CATHERINE COOK, MyYearbook.com co-founder. Born white and wealthy in a ritzy New Hope, PA, Cook is currently a student at Georgetown University.  Her two brothers, both partners in the business, are venture capitalists.

Her advice for you: “Stop thinking about it, and make it happen.”

Advice she doesn’t give: Making it happen is so much easier when one of your brothers gives you $250,000 in start-up cash, and the other of your brothers raises over $20 million in “angel funding, venture capital, and venture debt”.

SEAN BELNICK, BizChair.com founder. Born white and wealthy in a high-income suburb of Atlanta, Cook is a graduate of Emory’s graduate business school.  His step-father owned a successful furniture business.

His advice for you: “Just do the research and find a way to do what you want to do.”

Advice he doesn’t give: What Belnick wanted to do was to take over his stepfather’s already-successful office furniture business, put it online, and then take all the credit.

JULIETTE BRINDEK, MissOandFriends.com co-founder. Born white and wealthy in Stamford, CT, Brindek is a student at St. Louis’ elite Washington University.  Her father is the CEO of a communications company.

Her advice for you: “If someone starts to doubt your company and what you’re doing, you need to get rid of them.”

Advice she doesn’t give: Brindek won’t be getting rid of her dad, the chief executive of a high-tech firm that owns the company based on her grade-school doodles and turned it into a multi-million-dollar business.

DAVID HAUSER, Grasshopper Group co-founder.
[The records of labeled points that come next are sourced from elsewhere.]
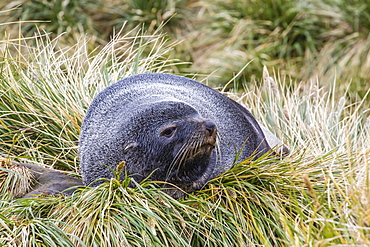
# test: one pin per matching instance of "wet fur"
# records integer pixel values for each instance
(124, 121)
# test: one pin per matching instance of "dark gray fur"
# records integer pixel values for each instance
(120, 115)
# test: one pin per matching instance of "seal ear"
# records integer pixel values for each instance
(129, 146)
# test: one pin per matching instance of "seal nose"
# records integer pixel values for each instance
(210, 127)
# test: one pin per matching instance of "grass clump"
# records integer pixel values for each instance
(315, 196)
(318, 196)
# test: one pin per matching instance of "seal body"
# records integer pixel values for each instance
(166, 127)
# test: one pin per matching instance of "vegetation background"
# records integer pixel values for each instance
(56, 55)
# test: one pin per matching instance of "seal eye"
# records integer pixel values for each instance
(168, 132)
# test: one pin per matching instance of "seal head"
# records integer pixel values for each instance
(168, 127)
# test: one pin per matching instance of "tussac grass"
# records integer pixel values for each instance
(317, 196)
(303, 39)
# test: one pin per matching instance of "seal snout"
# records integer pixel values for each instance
(211, 131)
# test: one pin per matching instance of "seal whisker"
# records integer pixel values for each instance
(180, 156)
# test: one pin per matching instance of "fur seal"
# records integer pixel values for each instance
(169, 128)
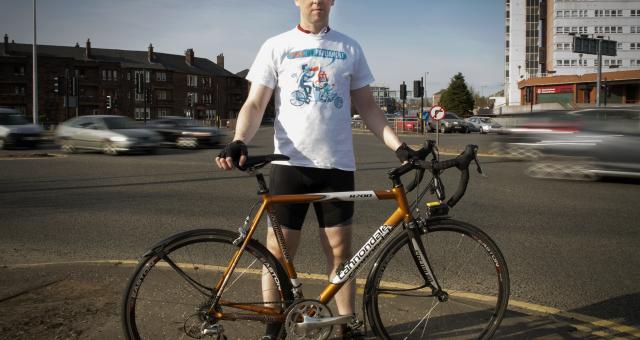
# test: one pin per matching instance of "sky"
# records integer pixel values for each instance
(402, 39)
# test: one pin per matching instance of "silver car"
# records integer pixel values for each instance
(484, 124)
(109, 134)
(16, 130)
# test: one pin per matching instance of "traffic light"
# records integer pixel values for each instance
(403, 91)
(139, 83)
(417, 89)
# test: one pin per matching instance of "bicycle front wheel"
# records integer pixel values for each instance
(469, 268)
(170, 293)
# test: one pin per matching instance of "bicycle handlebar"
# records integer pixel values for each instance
(257, 162)
(461, 162)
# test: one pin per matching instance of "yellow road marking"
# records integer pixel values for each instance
(588, 321)
(19, 157)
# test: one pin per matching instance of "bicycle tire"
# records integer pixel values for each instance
(159, 303)
(477, 286)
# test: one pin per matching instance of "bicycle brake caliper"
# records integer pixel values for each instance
(242, 232)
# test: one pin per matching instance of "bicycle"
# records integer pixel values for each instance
(437, 277)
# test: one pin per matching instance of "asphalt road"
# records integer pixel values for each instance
(569, 245)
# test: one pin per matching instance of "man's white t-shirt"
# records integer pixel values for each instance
(312, 75)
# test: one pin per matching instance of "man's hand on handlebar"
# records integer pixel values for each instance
(232, 155)
(405, 153)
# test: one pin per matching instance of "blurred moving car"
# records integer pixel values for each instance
(450, 123)
(186, 132)
(16, 130)
(483, 124)
(583, 145)
(108, 133)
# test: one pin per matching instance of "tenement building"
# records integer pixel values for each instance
(539, 44)
(140, 84)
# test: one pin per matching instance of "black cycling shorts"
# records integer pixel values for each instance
(287, 180)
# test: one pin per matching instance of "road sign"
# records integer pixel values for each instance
(590, 46)
(437, 112)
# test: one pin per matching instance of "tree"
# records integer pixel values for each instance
(457, 97)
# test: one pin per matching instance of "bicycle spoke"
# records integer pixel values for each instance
(423, 318)
(195, 284)
(241, 274)
(473, 297)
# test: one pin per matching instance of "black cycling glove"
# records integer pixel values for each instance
(234, 150)
(405, 153)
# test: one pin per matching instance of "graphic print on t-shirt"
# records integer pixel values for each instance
(313, 81)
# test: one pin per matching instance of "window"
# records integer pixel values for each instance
(140, 113)
(192, 80)
(161, 95)
(163, 111)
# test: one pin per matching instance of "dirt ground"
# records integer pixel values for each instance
(60, 303)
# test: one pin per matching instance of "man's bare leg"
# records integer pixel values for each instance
(336, 243)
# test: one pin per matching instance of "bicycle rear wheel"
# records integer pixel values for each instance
(169, 295)
(468, 266)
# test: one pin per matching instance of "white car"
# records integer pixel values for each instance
(484, 124)
(107, 133)
(16, 130)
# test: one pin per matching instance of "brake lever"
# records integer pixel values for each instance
(478, 167)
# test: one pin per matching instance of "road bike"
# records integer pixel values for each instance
(432, 277)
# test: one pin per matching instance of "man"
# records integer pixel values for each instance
(315, 134)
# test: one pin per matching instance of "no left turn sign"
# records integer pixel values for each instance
(437, 112)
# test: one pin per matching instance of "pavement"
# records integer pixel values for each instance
(82, 300)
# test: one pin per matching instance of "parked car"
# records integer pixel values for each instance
(186, 132)
(16, 130)
(108, 133)
(483, 124)
(450, 123)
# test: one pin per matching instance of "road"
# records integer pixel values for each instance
(569, 245)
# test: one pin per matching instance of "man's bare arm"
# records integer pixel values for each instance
(249, 119)
(374, 118)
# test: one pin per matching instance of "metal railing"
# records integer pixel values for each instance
(399, 125)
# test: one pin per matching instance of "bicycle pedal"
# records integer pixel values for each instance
(437, 209)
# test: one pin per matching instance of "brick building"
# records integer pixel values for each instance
(181, 85)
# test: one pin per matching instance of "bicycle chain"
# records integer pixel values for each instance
(277, 230)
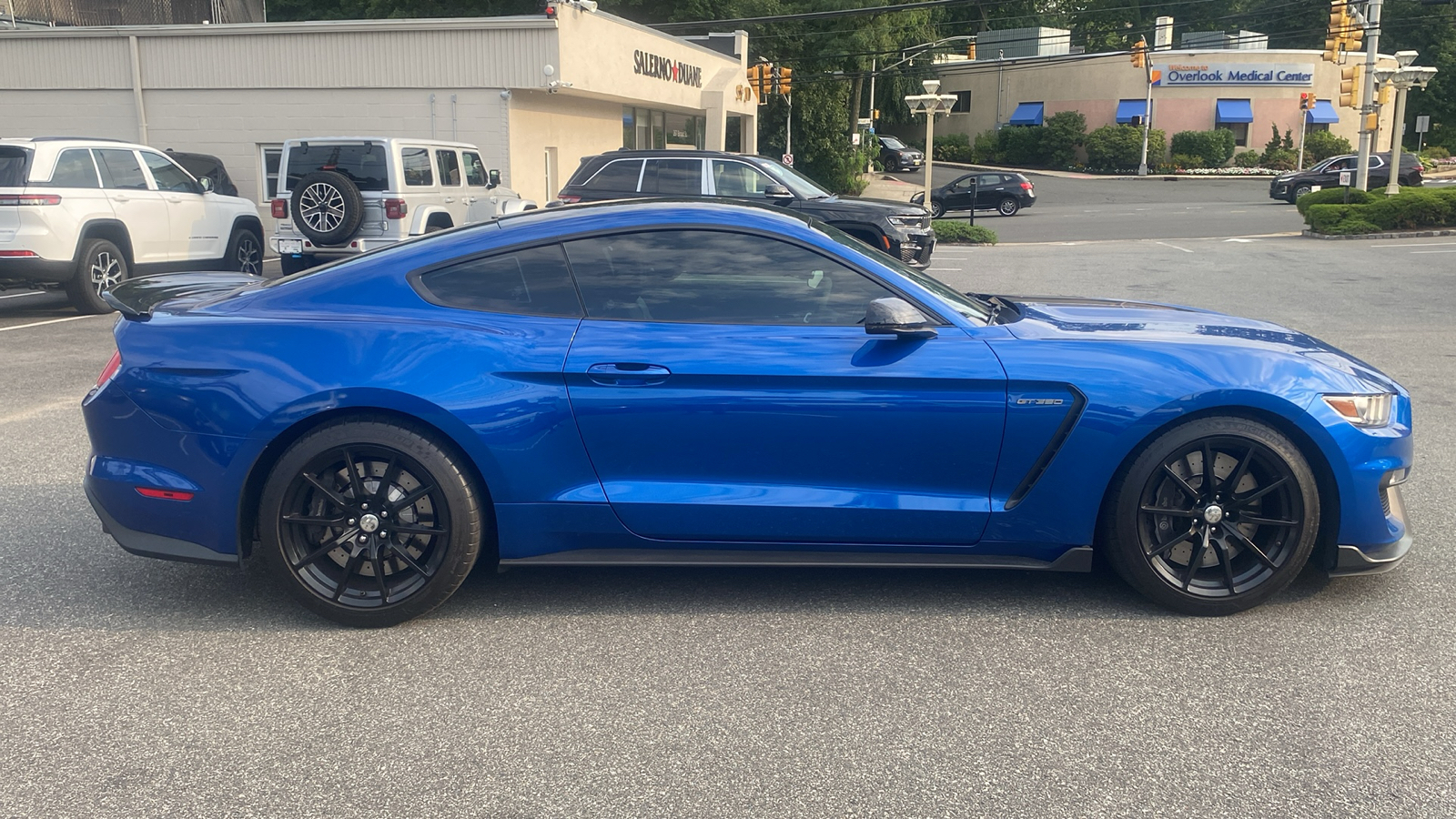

Born white and wealthy in Boston, MA, Hauser is a graduate of Harvard and Boston University.  His partner is the scion of an extremely well-off family of Iranian businessmen.

His advice for you: “Success is finding solutions in challenges that help others; money is secondary.”

Advice he doesn’t give: Speaking of helping others, the Grasshopper Group got off the ground with a loan of “less than $500,000″ from the wealthy parents of co-founder Siamak Taghaddos.

CAMERON JOHNSON, founder of a number of websites. Born white and wealthy in Roanoke, VA, Johnson is a student at VTI.  His father owns one of the largest car dealerships in the area.

His advice for you: “Create value for others, and you’ll be rewarded.”

Advice he doesn’t give: Johnson was rewarded for the achievement of turning 10 with a gift of $1,000 from his parents to invest in the stock market.  His first major company received $10 million in venture capital.

So, when you get right down to it, there’s no big secret to success:  just have a good idea, execute it well, create value for your customers, and get your rich family or friends to pile shitloads of start-up cash into your business.  It’s easy, as long as you were born lucky!